In 1976 Toby’s Feed Barn opened on Main Street selling fresh produce, that was personally collected by Toby every day from the Central Valley; antiques; gifts and kitchen ware; houseplants; saddles and tack; plus hay, grain and pet food.
“I also wanted to create a space where the community could come together and share information and celebrate with each other,” says Chris, who is now the owner of Toby’s. “So we opened on Western Weekend with a huge party. We provided breakfast and a Country and Western band played in the barn.”
The store was an instant success and Chris set about creating the community space he dreamed of. Starting with a children’s Festival of Lights Christmas party, at which Toby dressed up as Father Christmas and rode into the barn on a fire truck. The party was also a fundraising event for Halleck Creek, a ranch in Petaluma where disabled children learn to ride horses.
It was the first of many annual events and fundraisers, including celebrations for Cinco de Mayo and a Halloween Carnival. (Over the years Toby’s beneficiaries have included the Artists in the Schools program; Marin Organic; KWMR and Toby’s Playground.)
Soon locals began to book the barn for weddings, birthday parties and concerts. An area was created outside for a community garden that is still thriving today. A group of Marin farmers started meeting once a month to discuss organic production methods. And every morning fellow Point Reyes business owners met to practice yoga in an empty space behind the barn.
“Great things grow from small seeds,” Chris says, “and in 1998 the farmer’s discussion group evolved into Marin Organic.

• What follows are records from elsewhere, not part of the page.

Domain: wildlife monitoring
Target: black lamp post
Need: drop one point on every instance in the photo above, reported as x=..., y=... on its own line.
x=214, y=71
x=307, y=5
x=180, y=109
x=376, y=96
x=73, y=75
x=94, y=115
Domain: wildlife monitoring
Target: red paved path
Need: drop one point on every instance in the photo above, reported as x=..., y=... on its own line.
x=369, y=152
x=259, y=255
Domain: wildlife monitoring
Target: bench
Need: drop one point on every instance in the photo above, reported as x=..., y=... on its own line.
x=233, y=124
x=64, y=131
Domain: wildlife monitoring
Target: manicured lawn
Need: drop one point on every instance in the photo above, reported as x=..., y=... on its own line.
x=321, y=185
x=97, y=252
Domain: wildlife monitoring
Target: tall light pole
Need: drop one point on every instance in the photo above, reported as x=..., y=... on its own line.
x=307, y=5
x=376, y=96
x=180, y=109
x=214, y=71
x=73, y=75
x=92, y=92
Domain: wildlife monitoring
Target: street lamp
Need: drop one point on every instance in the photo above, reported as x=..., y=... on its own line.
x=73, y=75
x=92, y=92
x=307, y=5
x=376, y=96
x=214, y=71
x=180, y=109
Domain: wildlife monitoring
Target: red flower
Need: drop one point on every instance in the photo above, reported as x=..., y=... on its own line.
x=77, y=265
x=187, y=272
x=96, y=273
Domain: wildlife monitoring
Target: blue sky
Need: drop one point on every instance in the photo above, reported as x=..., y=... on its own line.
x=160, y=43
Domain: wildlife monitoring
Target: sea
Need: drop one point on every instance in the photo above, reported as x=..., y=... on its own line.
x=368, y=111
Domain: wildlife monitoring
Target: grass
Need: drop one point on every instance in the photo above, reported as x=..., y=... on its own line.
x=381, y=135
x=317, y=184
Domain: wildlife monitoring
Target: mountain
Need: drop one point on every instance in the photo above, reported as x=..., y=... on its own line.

Two years later Toby’s hosted the first Point Reyes organic farmer’s market and in 2001 my son Nick and his wife Amanda opened Point Reyes Yoga.”
On top of all of this Toby’s has become an important cultural center. In 1990 an art gallery opened adjoining the store, which has featured many of Northern California’s most prestigious artists including Susan Hall, Wendy Schwartz, Bruce Mitchell and Nancy Stein.

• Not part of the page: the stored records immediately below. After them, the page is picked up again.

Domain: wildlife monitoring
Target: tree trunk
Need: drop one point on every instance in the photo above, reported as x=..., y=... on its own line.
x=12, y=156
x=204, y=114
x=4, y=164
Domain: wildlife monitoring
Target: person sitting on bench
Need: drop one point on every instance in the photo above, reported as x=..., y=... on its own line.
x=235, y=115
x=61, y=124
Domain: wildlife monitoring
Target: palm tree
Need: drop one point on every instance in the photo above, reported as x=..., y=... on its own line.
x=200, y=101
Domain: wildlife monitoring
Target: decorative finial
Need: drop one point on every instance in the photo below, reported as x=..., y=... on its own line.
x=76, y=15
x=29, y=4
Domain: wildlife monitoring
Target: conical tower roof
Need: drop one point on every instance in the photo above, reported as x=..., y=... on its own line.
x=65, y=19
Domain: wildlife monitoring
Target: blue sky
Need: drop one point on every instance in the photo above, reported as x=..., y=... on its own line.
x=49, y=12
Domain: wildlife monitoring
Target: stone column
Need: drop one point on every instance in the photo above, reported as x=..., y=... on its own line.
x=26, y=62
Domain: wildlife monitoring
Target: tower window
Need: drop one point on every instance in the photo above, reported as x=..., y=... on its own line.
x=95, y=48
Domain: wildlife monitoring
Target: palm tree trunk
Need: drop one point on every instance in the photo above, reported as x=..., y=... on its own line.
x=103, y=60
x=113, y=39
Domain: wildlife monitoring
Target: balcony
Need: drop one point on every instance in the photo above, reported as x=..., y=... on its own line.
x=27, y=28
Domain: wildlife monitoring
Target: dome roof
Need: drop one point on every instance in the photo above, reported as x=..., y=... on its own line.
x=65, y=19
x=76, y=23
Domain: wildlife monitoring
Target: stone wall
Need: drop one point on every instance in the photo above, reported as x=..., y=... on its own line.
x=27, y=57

And in a creative collaboration with Point Reyes Books, Toby’s Feed Barn has turned into a literary salon, hosting some of the great names of American writing such as Robert Hass, Michael Pollan and Gary Snyder.
Where else can you listen to a Pulitzer Prize winning author and go home with fresh strawberries, summer bedding plants, the perfect gift for a friend and a bale of hay? Chris and his daughter Melissa handpick all the gift items and as ever the fresh produce arrives daily. Melissa is now the third generation taking over the business. There is no doubt that Toby, who passed away in July 2007 at the fine old age of 88, would be extremely proud of his legacy.